University of North Carolina Kidney Center, Division of Nephrology and Hypertension, Department of Medicine, UNC School of Medicine, Chapel Hill.
Cecil G. Sheps Center for Health Services Research, University of North Carolina, Chapel Hill.
JAMA. 2024 Nov 12;332(18):1559-1573. doi: 10.1001/jama.2024.16338.
More than 3.5 million people worldwide and 540 000 individuals in the US receive maintenance hemodialysis or peritoneal dialysis for the treatment of chronic kidney failure. The 5-year survival rate is approximately 40% after initiation of maintenance dialysis.
Hemodialysis and peritoneal dialysis remove metabolic waste and excess body water and rebalance electrolytes to sustain life.

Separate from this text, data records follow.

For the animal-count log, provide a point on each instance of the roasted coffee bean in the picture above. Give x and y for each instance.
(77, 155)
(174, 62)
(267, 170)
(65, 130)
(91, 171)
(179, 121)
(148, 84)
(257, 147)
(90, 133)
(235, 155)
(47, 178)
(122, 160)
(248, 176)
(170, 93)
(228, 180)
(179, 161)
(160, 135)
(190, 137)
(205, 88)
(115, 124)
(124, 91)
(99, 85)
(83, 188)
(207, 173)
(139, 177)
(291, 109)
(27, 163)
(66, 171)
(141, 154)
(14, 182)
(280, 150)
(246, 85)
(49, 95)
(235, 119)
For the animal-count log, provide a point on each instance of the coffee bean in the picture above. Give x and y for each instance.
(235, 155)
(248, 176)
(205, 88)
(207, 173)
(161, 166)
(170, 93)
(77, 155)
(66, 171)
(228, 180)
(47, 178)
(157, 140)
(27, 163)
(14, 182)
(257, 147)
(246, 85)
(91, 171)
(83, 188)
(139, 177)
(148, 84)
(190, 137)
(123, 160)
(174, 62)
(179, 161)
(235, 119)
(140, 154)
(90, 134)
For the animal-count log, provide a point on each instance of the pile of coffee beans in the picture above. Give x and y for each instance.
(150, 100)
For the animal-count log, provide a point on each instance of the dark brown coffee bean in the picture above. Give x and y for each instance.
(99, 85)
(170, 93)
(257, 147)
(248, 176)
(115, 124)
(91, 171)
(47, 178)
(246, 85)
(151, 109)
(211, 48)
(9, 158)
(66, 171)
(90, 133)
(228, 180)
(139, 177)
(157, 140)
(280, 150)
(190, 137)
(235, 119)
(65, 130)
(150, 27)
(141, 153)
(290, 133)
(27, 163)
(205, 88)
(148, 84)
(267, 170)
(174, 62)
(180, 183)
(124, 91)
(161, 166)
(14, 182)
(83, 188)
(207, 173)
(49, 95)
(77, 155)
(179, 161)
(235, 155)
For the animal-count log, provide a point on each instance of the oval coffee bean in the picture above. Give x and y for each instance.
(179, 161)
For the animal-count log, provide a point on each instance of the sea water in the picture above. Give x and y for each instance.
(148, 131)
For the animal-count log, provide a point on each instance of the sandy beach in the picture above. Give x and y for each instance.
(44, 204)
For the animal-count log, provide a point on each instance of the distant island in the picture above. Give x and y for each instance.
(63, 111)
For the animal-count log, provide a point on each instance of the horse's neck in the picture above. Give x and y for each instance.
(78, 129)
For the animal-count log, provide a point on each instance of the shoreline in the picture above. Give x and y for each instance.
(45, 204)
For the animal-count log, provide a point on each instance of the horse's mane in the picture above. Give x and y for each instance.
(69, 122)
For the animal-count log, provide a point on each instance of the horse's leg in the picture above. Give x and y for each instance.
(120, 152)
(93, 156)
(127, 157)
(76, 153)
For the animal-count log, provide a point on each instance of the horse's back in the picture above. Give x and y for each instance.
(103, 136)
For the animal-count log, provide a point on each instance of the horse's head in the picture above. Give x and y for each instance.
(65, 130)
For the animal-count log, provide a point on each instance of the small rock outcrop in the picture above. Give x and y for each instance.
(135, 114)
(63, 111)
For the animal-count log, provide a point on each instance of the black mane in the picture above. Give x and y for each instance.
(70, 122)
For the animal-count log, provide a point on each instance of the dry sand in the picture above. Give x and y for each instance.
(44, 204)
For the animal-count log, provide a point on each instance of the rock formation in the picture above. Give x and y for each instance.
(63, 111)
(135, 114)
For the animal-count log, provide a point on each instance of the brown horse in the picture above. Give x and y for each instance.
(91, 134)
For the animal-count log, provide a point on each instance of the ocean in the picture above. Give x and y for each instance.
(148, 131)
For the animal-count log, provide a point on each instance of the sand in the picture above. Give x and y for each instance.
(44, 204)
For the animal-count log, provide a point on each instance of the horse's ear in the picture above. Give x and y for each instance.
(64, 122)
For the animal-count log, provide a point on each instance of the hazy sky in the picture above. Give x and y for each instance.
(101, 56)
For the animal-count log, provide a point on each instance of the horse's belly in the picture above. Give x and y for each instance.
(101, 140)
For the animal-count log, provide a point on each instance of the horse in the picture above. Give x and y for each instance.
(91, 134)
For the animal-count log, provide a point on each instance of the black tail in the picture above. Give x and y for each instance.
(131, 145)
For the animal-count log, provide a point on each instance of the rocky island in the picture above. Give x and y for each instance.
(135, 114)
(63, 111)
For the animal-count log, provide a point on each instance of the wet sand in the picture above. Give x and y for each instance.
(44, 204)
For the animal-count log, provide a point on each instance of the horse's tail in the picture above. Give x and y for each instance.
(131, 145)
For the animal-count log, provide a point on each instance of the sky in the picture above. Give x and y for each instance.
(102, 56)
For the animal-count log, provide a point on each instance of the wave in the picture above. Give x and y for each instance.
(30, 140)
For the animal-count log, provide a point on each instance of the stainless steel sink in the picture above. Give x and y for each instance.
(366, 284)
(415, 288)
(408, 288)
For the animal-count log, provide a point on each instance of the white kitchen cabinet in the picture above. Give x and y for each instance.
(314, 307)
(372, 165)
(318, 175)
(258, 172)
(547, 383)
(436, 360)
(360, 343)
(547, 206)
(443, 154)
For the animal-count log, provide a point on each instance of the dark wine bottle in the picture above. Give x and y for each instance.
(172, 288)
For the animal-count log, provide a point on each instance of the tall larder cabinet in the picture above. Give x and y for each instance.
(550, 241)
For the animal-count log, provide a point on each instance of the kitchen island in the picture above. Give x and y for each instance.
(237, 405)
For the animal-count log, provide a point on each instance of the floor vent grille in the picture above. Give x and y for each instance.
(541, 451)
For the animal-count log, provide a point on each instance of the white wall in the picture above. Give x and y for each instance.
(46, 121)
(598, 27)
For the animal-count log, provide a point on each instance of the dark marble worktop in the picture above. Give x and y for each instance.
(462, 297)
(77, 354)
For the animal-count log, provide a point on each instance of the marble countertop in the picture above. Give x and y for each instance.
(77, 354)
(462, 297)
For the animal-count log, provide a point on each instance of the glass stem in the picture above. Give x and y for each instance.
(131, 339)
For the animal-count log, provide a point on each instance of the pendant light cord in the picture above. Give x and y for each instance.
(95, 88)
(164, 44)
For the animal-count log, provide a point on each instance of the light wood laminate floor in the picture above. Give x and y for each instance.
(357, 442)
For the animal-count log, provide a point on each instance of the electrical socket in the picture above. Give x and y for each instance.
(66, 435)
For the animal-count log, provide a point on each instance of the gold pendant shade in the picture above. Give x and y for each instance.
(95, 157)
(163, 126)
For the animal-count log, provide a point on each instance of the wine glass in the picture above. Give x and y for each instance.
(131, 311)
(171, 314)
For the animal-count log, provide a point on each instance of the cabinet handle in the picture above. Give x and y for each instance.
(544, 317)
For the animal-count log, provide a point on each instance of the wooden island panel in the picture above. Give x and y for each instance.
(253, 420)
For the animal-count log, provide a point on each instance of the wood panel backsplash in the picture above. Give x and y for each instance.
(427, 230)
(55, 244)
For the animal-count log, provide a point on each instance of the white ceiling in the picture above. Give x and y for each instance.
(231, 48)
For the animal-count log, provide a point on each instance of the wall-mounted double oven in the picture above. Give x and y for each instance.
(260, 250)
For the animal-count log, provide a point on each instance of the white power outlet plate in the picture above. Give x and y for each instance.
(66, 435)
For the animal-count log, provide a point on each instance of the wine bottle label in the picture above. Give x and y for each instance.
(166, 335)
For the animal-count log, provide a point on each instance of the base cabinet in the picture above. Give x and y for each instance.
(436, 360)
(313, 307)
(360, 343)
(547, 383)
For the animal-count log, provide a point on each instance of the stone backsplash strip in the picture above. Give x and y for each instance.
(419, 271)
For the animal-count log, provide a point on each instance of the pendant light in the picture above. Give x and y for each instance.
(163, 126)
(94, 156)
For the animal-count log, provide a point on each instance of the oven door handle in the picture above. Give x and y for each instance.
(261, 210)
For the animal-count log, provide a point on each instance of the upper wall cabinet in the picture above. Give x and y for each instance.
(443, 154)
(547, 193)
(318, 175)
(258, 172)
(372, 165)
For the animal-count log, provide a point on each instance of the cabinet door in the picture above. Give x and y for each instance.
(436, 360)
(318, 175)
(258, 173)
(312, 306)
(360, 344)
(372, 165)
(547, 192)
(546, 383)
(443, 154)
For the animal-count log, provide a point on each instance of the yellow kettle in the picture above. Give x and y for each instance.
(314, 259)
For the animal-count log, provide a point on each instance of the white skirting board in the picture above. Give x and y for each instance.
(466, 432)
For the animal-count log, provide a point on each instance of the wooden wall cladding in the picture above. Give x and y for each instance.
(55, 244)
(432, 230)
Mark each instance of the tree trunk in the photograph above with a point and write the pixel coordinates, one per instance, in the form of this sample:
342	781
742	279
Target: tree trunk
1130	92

There is no recommended estimated glomerular filtration rate (eGFR) threshold for initiating dialysis, and patient-clinician shared decision-making should help determine when to initiate dialysis. Persistent signs and symptoms of uremia (eg, nausea, fatigue) and volume overload (eg, dyspnea, peripheral edema), worsening eGFR, metabolic acidosis, and hyperkalemia inform the timing of therapy initiation. A randomized clinical trial reported no mortality benefit to starting dialysis at higher eGFR (10-14 mL/min/1.73 m2) vs lower eGFR (5-7 mL/min/1.73 m2) levels. Observational data suggested no differences in 5-year mortality with use of hemodialysis vs peritoneal dialysis. Cardiovascular (eg, arrhythmias, cardiac arrest) and infection-related complications of maintenance dialysis are common. In the US, hemodialysis catheter-related bloodstream infections occur at a rate of 1.1 to 5.5 episodes per 1000 catheter-days and affect approximately 50% of patients within 6 months of catheter placement. Peritonitis occurs at a rate of 0.26 episodes per patient-year and affects about 30% of individuals in the first year of peritoneal dialysis therapy. Chronic kidney failure-related systemic complications, such as anemia, hyperphosphatemia, hypocalcemia, and hypertension, often require pharmacologic treatment. Hypotension during dialysis, refractory symptoms (eg, muscle cramps, itching), and malfunction of dialysis access can interfere with delivery of dialysis.
In 2021, more than 540 000 patients in the US received maintenance hemodialysis or peritoneal dialysis for treatment of chronic kidney failure. Five-year survival rate after initiation of maintenance dialysis is approximately 40%, and the mortality rate is similar with hemodialysis and peritoneal dialysis. Decisions about dialysis initiation timing and modality are influenced by patient symptoms, laboratory trajectories, patient preferences, and therapy cost and availability and should include shared decision-making.
全球有超过 350 万人和美国有 54 万人接受维持性血液透析或腹膜透析来治疗慢性肾衰竭。开始维持性透析后的 5 年生存率约为 40%。
血液透析和腹膜透析清除代谢废物和多余的身体水分,并重新平衡电解质以维持生命。目前没有推荐的开始透析的肾小球滤过率(eGFR)阈值,患者与临床医生共同决策应该有助于确定何时开始透析。持续的尿毒症(如恶心、疲劳)和容量超负荷(如呼吸困难、外周水肿)、eGFR 恶化、代谢性酸中毒和高钾血症等迹象和症状会影响治疗开始的时间。一项随机临床试验报告称,在更高的 eGFR(10-14 毫升/分钟/1.73 平方米)与较低的 eGFR(5-7 毫升/分钟/1.73 平方米)水平开始透析并没有带来死亡率的获益。观察性数据表明,血液透析与腹膜透析在 5 年死亡率方面没有差异。维持性透析的心血管(如心律失常、心脏骤停)和感染相关并发症很常见。在美国,血液透析导管相关血流感染的发生率为每 1000 个导管日 1.1 至 5.5 例,并且在导管放置后 6 个月内约影响 50%的患者。腹膜炎的发生率为每年每患者 0.26 例,并且影响到腹膜透析治疗第一年约 30%的个体。慢性肾衰竭相关的全身并发症,如贫血、高磷血症、低钙血症和高血压,通常需要药物治疗。透析过程中的低血压、难治性症状(如肌肉痉挛、瘙痒)和透析通路故障会干扰透析的进行。
2021 年,美国有超过 54 万人接受维持性血液透析或腹膜透析治疗慢性肾衰竭。开始维持性透析后的 5 年生存率约为 40%,血液透析和腹膜透析的死亡率相似。透析启动时机和方式的决策受到患者症状、实验室轨迹、患者偏好、治疗成本和可用性的影响,并且应该包括共同决策。